CXuesong / MwParserFromScratch

A basic .NET Library for parsing wikitext into AST.
Apache License 2.0
18 stars 5 forks source link

Parsing Variables and Parser Functions #5

Closed CXuesong closed 7 years ago

CXuesong commented 7 years ago

See: https://www.mediawiki.org/wiki/Help:Magic_words.

In this issue we will discuss and address the parsing of Variables and Parser Functions.

For now, Behavior switches are treated as plain-text.

CXuesong commented 7 years ago

Variables and Parser Functions share the same basic traits with Templates, except that they use colon to indicate the beginning of the first argument, such as

{{#if:expr | truecase | falsecase}}

Considering the similarity described above, we might treat Variables and Parser Functions as a special case of Template node. To achieve this, a new property (e.g. IsMagicWord) should be introduced to distinguish the node type.

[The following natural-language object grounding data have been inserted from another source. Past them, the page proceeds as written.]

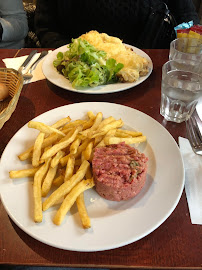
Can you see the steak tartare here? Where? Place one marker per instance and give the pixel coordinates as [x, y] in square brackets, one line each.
[119, 171]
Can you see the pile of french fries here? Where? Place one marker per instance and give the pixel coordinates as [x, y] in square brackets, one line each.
[61, 159]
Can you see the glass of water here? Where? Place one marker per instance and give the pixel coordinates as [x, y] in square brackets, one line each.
[181, 88]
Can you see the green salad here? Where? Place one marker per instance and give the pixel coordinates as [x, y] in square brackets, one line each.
[83, 65]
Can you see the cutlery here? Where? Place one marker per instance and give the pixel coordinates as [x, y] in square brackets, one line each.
[24, 64]
[28, 74]
[194, 135]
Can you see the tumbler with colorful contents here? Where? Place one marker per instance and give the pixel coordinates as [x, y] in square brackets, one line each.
[181, 89]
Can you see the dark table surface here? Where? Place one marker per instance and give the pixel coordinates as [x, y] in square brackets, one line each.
[176, 244]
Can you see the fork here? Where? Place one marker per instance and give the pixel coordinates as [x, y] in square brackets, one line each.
[194, 135]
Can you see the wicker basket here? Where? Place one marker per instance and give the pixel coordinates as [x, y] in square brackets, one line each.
[14, 81]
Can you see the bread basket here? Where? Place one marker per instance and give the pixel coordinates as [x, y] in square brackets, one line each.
[14, 81]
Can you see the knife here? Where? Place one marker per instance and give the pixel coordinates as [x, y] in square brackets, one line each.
[24, 64]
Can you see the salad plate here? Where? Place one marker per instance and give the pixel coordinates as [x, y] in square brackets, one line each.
[114, 224]
[51, 74]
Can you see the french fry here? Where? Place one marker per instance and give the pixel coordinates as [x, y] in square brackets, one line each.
[56, 159]
[61, 122]
[26, 154]
[69, 168]
[37, 149]
[109, 134]
[44, 128]
[96, 123]
[23, 173]
[66, 186]
[83, 211]
[115, 140]
[47, 183]
[38, 177]
[91, 115]
[106, 128]
[105, 122]
[74, 146]
[88, 151]
[66, 150]
[88, 173]
[71, 198]
[59, 146]
[124, 133]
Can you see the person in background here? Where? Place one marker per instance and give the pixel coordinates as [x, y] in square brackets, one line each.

We might treat Variables and Parser Functions as same kind of nodes, because we are only interested in whether the first argument is started with colon rather than pipe.

CXuesong commented 7 years ago

For WikitextParser, we will parse the Magic Words optimistically.

If the template name of a "template" formation is started with #, then the parser will try to parse it as a Parser Function, because something like {{ #blah blah blah}} just cannot be a template transclusion.

If the template name matches any of the well-known variable names, the formation will try to parse it as a Variable.

Note that for the following case, the formation should be treated either as ordinary template, or plain-text

{{#if|xyz}}

And for the following case… Uhmm… Relax, because there's nothing we can do…

{{ {{{something|#}}}if : expr | truecase}}

It will be parsed as an ordinaty Template node, while it actually not.

Btw, it seems that Parser Functions are case-insensitive, while Variables are not.

CXuesong commented 7 years ago

An interesting fact: https://www.mediawiki.org/wiki/Manual:Parser_functions#Named_parameters

Parser functions do not support named parameters the way templates and tag extensions do, but it is occasionally useful to fake it. Users are often accustomed to using vertical bars ( | ) to separate arguments, so it's nice to be able to do that in the parser function context, too.

Actually, the source code shows that "variables" such as {{NUMBEROFUSERS}} are case-sensitive, no hash (#) parser functions.